The increasing complexity of learning algorithms and deep neural networks, combined with size of data and parameters, has made it challenging to exploit existing large-scale data processing pipelines for training and inference. Vartika Singh, Marton Balassi, Steven Totman, and Juan Yu outline approaches for preprocessing, training, inference, and deployment across datasets (time series, audio, video, text, etc.) that leverage Spark, its extended ecosystem of libraries, and deep learning frameworks. Vartika, Marton, Steven, and Juan walk you through different tools and frameworks, ranging from Spark for preprocessing to deep learning frameworks for training and inference, targeting the nuances in the datasets as they relate to algorithm optimization techniques, frameworks, and scale.
Vartika Singh is a field data science architect at Cloudera. Previously, Vartika was a data scientist applying machine learning algorithms to real-world use cases ranging from clickstream to image processing. She has 12 years of experience designing and developing solutions and frameworks utilizing machine learning techniques.
Juan Yu is a software engineer at Cloudera working on the Impala project, where she helps customers investigate, troubleshoot, and resolve escalations and analyzes performance issues to identify bottlenecks, failure points, and security holes. Juan also implements enhancements in Impala to improve customer experience. Previously, Juan was a software engineer at Interactive Intelligence and held developer positions at Bluestreak, Gameloft, and Engenuity.
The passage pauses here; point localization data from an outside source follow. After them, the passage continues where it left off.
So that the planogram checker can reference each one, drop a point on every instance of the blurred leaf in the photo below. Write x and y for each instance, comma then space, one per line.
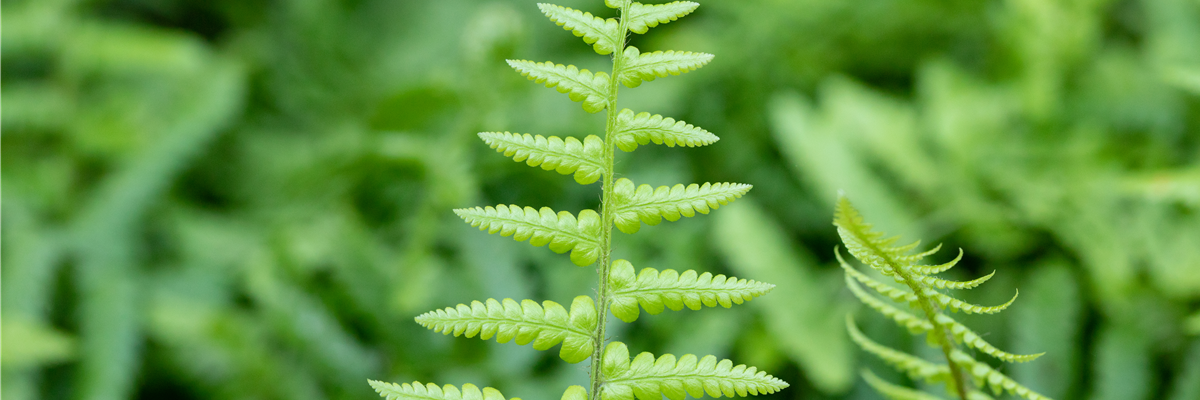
797, 314
30, 344
1049, 318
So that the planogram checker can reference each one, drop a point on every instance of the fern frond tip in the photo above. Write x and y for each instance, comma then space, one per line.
643, 17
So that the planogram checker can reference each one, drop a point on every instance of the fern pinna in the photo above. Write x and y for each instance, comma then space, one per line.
580, 330
942, 332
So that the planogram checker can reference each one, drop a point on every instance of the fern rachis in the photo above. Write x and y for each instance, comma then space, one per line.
943, 332
580, 332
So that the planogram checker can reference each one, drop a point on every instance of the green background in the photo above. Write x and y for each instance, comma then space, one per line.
251, 200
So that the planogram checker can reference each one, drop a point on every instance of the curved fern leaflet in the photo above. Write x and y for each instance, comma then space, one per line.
582, 85
653, 290
417, 390
649, 378
561, 231
565, 156
641, 129
658, 65
642, 17
545, 326
651, 206
604, 33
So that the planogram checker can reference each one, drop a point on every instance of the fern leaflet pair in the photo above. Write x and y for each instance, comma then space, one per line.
942, 332
587, 236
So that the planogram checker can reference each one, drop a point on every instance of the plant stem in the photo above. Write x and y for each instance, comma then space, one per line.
606, 219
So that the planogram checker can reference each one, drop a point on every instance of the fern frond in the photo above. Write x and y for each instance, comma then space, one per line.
418, 390
946, 300
653, 290
561, 231
913, 323
965, 335
545, 326
895, 294
603, 33
641, 129
631, 207
996, 381
939, 268
658, 65
582, 85
953, 285
565, 156
649, 378
642, 17
894, 392
915, 366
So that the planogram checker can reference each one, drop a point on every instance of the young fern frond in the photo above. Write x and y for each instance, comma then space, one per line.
651, 206
417, 390
943, 332
588, 236
912, 365
651, 378
563, 232
545, 326
642, 17
642, 129
583, 159
653, 290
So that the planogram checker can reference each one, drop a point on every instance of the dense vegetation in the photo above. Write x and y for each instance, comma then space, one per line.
249, 200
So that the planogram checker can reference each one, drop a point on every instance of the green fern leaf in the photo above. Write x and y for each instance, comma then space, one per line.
582, 85
418, 390
561, 231
894, 392
604, 33
642, 17
996, 381
631, 207
653, 290
649, 378
915, 366
658, 65
565, 156
545, 326
641, 129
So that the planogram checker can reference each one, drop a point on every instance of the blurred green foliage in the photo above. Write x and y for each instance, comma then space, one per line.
251, 200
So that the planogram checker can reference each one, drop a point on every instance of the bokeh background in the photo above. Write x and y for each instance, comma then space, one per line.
251, 200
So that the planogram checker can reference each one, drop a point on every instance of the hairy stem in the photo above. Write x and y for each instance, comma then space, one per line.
606, 213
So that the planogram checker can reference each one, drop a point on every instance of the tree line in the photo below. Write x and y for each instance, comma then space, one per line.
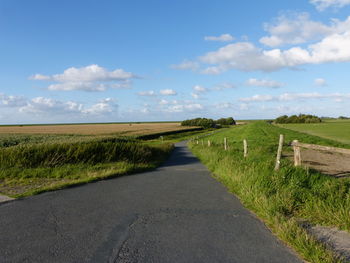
301, 118
209, 123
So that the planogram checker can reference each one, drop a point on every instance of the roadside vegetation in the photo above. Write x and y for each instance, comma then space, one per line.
209, 123
334, 129
301, 118
35, 163
285, 198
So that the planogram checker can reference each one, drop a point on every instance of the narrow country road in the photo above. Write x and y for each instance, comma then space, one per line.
177, 213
Marton Balassi is a solutions architect at Cloudera, where he focuses on data science and stream processing with big data tools. Marton is a PMC member at Apache Flink and a regular contributor to open source. He is a frequent speaker at big data-related conferences and meetups, including Hadoop Summit, Spark Summit, and Apache Big Data.
Steven Totman is the financial services industry lead for Cloudera’s Field Technology Office, where he helps companies monetize their big data assets using Cloudera’s Enterprise Data Hub. Prior to Cloudera, Steve ran strategy for a mainframe-to-Hadoop company and drove product strategy at IBM for DataStage and Information Server after joining with the Ascential acquisition. He architected IBM’s Infosphere product suite and led the design and creation of governance and metadata products like Business Glossary and Metadata Workbench. Steve holds several patents for data-integration and governance/metadata-related designs.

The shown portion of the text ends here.